The Commission only seeks to harmonize the clinical aspects of HTA. The five non-clinical aspects remain therefore at the discretion of EU Member States. This means that this proposal does not affect the national competence in terms of pricing and reimbursement. In particular, EU Member States remain free to define their own criteria to determine the price of health technologies.
The proposal introduces four areas of mandatory joint collaboration among EU Member States:
- Joint Clinical Assessment. This assessment will be performed by the new EU HTA Coordination Group, which will be composed of representatives of national HTA bodies. The joint clinical assessment will apply, under specified conditions, to drugs subject to an authorization under EU Regulation 726/2004, class IIb and III medical devices under the Medical Devices Regulation, as well as class D in vitro diagnostic medical devices under the In VitroMedical Devices Regulation.
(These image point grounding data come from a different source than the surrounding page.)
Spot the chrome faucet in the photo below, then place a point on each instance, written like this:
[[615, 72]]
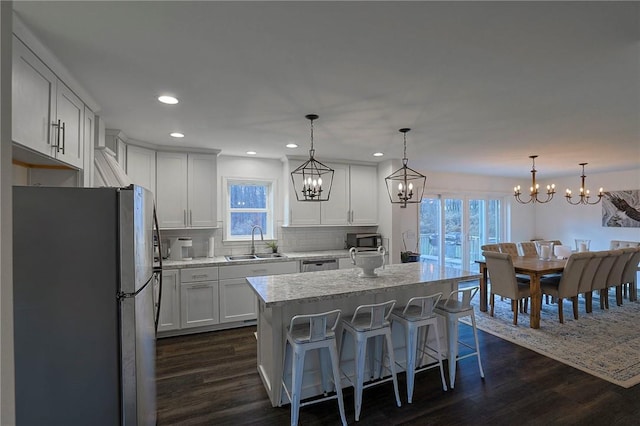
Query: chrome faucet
[[253, 234]]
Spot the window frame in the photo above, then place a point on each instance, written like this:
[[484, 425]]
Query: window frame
[[269, 232]]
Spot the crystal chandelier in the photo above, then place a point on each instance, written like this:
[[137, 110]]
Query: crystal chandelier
[[534, 189], [584, 193], [312, 180], [405, 185]]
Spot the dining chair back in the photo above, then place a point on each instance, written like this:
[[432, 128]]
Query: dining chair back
[[509, 248], [586, 280], [630, 274], [600, 279], [565, 286], [615, 277], [505, 282], [528, 249]]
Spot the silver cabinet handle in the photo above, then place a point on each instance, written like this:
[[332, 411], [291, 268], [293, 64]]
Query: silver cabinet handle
[[57, 126], [64, 137], [200, 286]]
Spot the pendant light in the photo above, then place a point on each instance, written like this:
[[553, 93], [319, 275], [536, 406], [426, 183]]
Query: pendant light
[[534, 189], [584, 192], [312, 180], [405, 185]]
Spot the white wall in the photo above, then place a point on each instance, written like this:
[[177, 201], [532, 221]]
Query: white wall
[[7, 393], [560, 220]]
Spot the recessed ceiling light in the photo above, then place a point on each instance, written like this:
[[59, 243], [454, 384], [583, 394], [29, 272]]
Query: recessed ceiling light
[[168, 100]]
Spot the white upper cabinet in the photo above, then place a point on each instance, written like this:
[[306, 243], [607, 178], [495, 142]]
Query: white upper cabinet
[[67, 136], [47, 116], [353, 199], [201, 186], [186, 190], [141, 166], [33, 92]]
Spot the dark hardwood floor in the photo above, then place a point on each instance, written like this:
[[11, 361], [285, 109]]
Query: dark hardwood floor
[[211, 379]]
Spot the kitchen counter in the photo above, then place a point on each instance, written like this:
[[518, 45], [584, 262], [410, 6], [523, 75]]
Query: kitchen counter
[[281, 297], [278, 290], [222, 261]]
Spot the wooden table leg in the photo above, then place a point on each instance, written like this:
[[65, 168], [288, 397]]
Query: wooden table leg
[[483, 287], [536, 300]]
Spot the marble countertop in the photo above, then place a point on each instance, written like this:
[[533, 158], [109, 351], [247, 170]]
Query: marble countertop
[[278, 290], [222, 261]]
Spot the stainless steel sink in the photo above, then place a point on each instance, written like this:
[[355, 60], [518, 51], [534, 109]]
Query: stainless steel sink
[[258, 256], [270, 255], [241, 257]]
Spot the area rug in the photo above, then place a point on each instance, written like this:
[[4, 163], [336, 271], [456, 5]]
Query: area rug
[[605, 343]]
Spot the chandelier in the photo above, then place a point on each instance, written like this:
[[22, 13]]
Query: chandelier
[[312, 180], [405, 183], [584, 193], [534, 189]]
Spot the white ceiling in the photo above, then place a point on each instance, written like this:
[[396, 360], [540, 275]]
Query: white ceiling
[[483, 85]]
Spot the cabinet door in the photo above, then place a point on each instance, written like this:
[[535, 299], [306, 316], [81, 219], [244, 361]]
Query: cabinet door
[[199, 304], [170, 302], [238, 302], [171, 189], [363, 183], [70, 112], [33, 103], [301, 212], [336, 210], [141, 167], [201, 184]]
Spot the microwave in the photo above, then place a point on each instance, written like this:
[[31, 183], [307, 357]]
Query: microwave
[[364, 241]]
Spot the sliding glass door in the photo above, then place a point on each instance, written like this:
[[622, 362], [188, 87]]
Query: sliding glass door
[[452, 229]]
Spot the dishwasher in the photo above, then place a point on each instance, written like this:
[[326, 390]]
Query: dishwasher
[[318, 265]]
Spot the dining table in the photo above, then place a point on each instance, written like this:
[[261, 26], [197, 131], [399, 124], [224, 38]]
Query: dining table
[[535, 268]]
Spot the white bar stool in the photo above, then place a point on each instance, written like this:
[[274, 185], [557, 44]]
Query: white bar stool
[[306, 333], [457, 306], [417, 314], [370, 321]]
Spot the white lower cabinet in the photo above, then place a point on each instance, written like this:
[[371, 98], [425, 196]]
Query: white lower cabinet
[[238, 302], [170, 301], [199, 303]]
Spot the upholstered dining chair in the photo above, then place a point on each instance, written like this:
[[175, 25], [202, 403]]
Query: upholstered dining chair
[[585, 286], [615, 277], [528, 249], [630, 274], [509, 248], [600, 281], [565, 286], [504, 282]]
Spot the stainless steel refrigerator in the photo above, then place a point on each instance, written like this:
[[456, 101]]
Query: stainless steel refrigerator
[[83, 306]]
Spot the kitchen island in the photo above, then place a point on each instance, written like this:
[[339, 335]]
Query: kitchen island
[[281, 297]]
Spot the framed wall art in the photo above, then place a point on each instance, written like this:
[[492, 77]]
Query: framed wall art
[[621, 209]]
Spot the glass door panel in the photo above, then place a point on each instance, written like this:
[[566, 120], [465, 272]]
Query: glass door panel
[[453, 232], [430, 230]]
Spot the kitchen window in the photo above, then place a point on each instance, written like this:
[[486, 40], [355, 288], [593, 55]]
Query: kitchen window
[[249, 203]]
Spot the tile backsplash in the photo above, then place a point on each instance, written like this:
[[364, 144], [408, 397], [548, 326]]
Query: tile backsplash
[[290, 239]]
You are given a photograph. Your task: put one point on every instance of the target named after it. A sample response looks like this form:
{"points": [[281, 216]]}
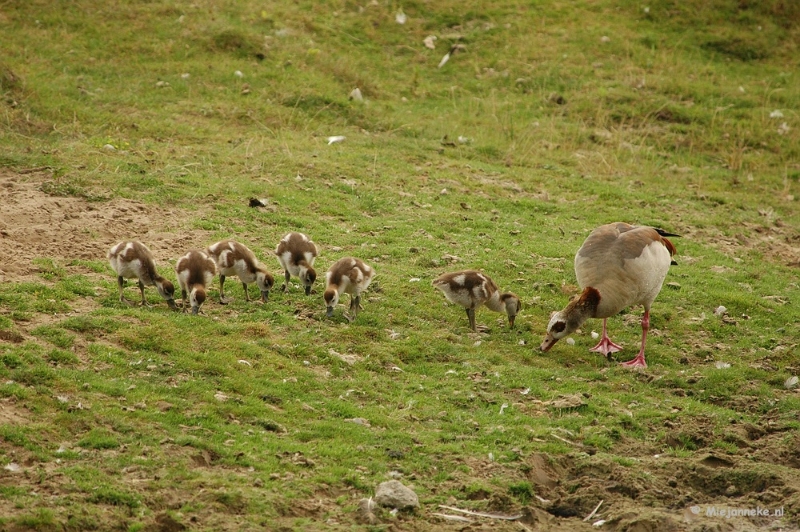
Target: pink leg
{"points": [[638, 361], [606, 346]]}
The proposal introduces the obligation for national HTA bodies to rely on the Coordination Group’s joint clinical assessment report. This is a significant novelty for national HTA bodies, because they will no longer be allowed to use their own clinical assessment report.
- Joint Scientific Consultations. This would allow any health technology developers to request an early joint scientific consultation with the EU Coordination Group to obtain guidance on data and evidence that will likely be requested during the joint clinical assessment. The Coordination Group would approve the request at its discretion.
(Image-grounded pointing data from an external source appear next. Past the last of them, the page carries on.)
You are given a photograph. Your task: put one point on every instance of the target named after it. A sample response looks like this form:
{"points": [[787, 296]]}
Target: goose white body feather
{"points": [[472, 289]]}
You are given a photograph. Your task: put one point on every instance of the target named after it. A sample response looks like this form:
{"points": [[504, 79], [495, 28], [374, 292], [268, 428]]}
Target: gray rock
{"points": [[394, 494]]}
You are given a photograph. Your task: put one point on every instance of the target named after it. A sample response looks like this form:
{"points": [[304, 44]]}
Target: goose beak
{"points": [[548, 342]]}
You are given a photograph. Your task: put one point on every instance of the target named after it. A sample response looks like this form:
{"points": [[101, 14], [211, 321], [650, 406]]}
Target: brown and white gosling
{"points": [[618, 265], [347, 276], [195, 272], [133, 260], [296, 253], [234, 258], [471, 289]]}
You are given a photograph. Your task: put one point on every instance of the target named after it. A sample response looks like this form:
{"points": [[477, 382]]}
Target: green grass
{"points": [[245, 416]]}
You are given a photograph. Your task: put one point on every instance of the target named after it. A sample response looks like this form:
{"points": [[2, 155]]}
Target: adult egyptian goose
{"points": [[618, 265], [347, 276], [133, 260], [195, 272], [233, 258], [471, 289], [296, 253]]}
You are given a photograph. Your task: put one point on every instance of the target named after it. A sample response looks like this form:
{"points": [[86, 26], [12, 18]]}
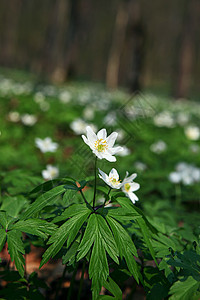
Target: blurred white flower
{"points": [[51, 172], [128, 187], [65, 96], [182, 118], [164, 119], [101, 145], [194, 148], [124, 152], [39, 97], [112, 179], [110, 119], [79, 126], [121, 134], [28, 120], [158, 147], [46, 145], [192, 133], [140, 166], [14, 116], [185, 173], [88, 113]]}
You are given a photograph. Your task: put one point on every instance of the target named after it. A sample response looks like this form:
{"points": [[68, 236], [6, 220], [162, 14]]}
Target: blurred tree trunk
{"points": [[11, 18], [186, 53], [136, 39], [56, 40], [128, 36], [118, 40]]}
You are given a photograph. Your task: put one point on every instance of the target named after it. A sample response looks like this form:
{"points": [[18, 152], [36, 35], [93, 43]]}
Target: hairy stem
{"points": [[81, 281], [95, 181]]}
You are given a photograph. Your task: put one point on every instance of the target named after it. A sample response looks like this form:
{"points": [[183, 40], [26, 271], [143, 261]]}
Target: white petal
{"points": [[133, 197], [113, 151], [91, 135], [114, 173], [102, 134], [85, 139], [109, 157], [111, 139], [134, 186], [103, 176]]}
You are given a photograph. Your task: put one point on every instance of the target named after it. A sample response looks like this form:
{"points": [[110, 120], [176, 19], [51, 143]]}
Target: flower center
{"points": [[127, 187], [101, 145], [114, 181]]}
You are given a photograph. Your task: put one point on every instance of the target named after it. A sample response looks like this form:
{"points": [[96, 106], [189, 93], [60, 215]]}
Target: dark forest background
{"points": [[130, 43]]}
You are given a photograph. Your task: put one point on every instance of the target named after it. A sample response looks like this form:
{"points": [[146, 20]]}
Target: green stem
{"points": [[95, 181], [178, 195], [59, 286], [107, 196], [72, 283], [81, 281], [83, 197]]}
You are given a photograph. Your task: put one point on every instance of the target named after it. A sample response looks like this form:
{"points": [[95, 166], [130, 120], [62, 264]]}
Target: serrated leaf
{"points": [[126, 246], [71, 211], [37, 227], [185, 290], [16, 250], [45, 199], [147, 237], [99, 235], [112, 287], [67, 231], [69, 257]]}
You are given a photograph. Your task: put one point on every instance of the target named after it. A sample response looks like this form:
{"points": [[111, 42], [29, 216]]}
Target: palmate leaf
{"points": [[185, 290], [126, 246], [67, 231], [99, 235], [147, 237], [112, 287], [16, 249], [45, 199], [37, 227]]}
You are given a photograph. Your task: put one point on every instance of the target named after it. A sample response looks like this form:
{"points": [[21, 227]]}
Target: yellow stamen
{"points": [[127, 187], [101, 145]]}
- Annual Horizon Scanning. The Coordination Group will be required to prepare a yearly study on emerging health technologies that are expected to have a significant impact on public health, patients and healthcare systems.
- Voluntary Cooperation on non-clinical criteria.
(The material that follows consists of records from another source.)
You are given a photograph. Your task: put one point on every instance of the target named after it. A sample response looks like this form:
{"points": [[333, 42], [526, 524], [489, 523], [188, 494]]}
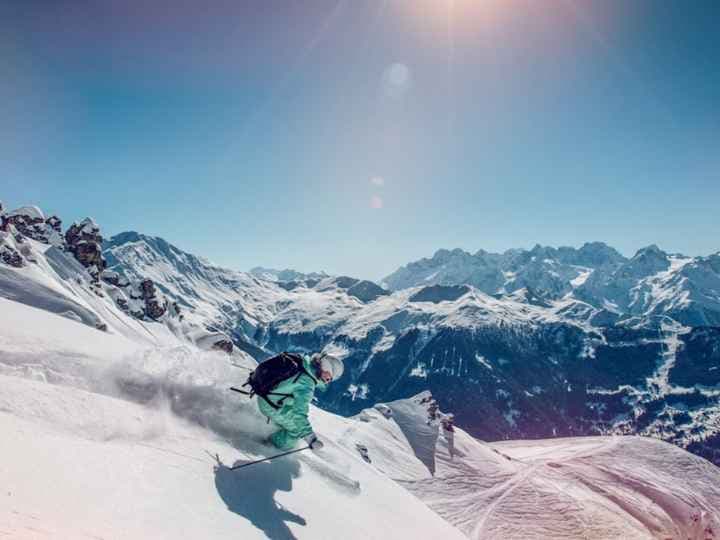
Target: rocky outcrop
{"points": [[367, 291], [30, 222], [10, 256], [155, 305], [85, 243]]}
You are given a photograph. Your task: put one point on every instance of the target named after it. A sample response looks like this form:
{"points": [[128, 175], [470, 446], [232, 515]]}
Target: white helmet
{"points": [[329, 363]]}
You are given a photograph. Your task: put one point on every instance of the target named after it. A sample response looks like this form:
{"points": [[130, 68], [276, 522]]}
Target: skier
{"points": [[449, 432], [286, 403]]}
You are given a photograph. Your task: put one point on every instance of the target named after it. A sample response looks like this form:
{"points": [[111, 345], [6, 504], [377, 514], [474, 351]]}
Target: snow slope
{"points": [[591, 487], [105, 438]]}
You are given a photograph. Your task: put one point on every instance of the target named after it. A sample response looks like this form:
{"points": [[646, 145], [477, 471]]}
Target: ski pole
{"points": [[267, 459]]}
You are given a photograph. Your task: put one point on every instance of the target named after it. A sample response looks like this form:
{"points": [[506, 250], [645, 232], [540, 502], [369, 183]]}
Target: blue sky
{"points": [[355, 136]]}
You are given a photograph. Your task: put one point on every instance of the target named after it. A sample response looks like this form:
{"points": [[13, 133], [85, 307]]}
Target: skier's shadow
{"points": [[250, 492]]}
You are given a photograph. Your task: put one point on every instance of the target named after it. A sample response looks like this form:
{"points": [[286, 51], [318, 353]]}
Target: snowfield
{"points": [[105, 436]]}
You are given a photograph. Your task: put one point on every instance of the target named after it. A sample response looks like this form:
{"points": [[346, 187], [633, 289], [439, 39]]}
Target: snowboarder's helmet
{"points": [[329, 363]]}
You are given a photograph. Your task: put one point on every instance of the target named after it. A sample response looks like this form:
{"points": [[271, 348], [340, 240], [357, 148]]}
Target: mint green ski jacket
{"points": [[292, 419]]}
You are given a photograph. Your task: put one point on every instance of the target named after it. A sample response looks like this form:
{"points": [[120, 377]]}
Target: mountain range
{"points": [[525, 344]]}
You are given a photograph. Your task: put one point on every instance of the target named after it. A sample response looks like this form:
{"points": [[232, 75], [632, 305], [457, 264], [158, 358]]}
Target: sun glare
{"points": [[463, 15]]}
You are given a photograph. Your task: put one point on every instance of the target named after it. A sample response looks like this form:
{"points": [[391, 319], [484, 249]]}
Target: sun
{"points": [[460, 16]]}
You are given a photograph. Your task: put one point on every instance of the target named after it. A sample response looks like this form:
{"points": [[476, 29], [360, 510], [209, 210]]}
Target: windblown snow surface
{"points": [[107, 437]]}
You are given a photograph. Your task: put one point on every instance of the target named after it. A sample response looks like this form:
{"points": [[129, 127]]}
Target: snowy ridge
{"points": [[138, 441]]}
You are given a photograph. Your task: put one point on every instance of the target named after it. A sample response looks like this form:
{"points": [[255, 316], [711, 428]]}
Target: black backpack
{"points": [[272, 372]]}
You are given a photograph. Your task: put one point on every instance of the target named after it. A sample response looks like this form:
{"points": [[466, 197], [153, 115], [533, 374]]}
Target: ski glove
{"points": [[314, 443]]}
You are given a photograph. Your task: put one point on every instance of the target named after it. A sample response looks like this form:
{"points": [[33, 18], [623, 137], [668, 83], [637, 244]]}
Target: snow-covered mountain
{"points": [[519, 364], [652, 284], [271, 274], [513, 365], [68, 275], [108, 437]]}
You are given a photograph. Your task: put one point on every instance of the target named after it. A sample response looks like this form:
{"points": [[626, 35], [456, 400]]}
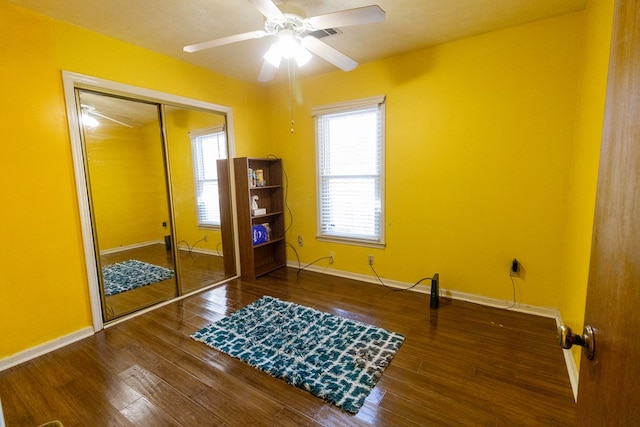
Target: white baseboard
{"points": [[133, 246], [44, 348], [552, 313], [201, 250]]}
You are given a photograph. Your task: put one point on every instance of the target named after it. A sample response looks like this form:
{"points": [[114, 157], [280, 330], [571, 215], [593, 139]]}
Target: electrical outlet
{"points": [[514, 270]]}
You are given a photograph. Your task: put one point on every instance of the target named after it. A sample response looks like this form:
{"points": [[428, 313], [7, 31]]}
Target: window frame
{"points": [[353, 106], [195, 136]]}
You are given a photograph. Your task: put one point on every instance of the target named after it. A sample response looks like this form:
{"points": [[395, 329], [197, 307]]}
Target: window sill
{"points": [[353, 242]]}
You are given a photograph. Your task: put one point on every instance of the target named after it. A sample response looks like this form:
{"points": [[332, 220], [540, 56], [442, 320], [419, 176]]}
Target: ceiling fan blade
{"points": [[268, 72], [225, 40], [328, 53], [357, 16], [268, 9]]}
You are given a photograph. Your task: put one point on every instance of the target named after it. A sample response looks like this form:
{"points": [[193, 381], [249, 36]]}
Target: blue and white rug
{"points": [[336, 359], [132, 274]]}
The future HTA Regulation would apply within three years from the date it enters into force. An additional three-year transitional period from the date of entry into force is granted for EU Member States to fully comply with the provisions of the proposed Regulation.
However, the proposal is still at a very early stage, and its fate remains unclear. The parliamentary Committee on Environment, Public Health and Food Safety (“ENVI”) is preparing the draft parliamentary position. A vote in committee is expected to take place on September 10, 2018. The position will then have to be subject to a vote in the Parliament’s plenary session to become the formal European Parliament’s position at first reading. The Parliament’s position at first reading will then have to be agreed by the Council of the EU, as is, or subject to amendments, under the rules of the ordinary legislative procedure.
However, two obstacles may block or at least delay the adoption of the proposal.
First, where no position is adopted in plenary before the next parliamentary elections in May 2019, a new parliamentary position may have to be prepared and adopted (under Rule 229 of the European Parliament’s Rules of Procedure).
Second, not all Member States seem to favor this proposal. Four EU Member States have raised objections – Germany, France, Poland and the Czech Republic. These four EU Member States form a blocking minority in the Council of the EU, which would prevent the text from being passed into law without amendments.
A harmonized HTA system will significantly enhance transparency and especially reduce the costs that health technology developers face in the EU. Industry will therefore need to monitor closely the developments on this initiative over the coming year.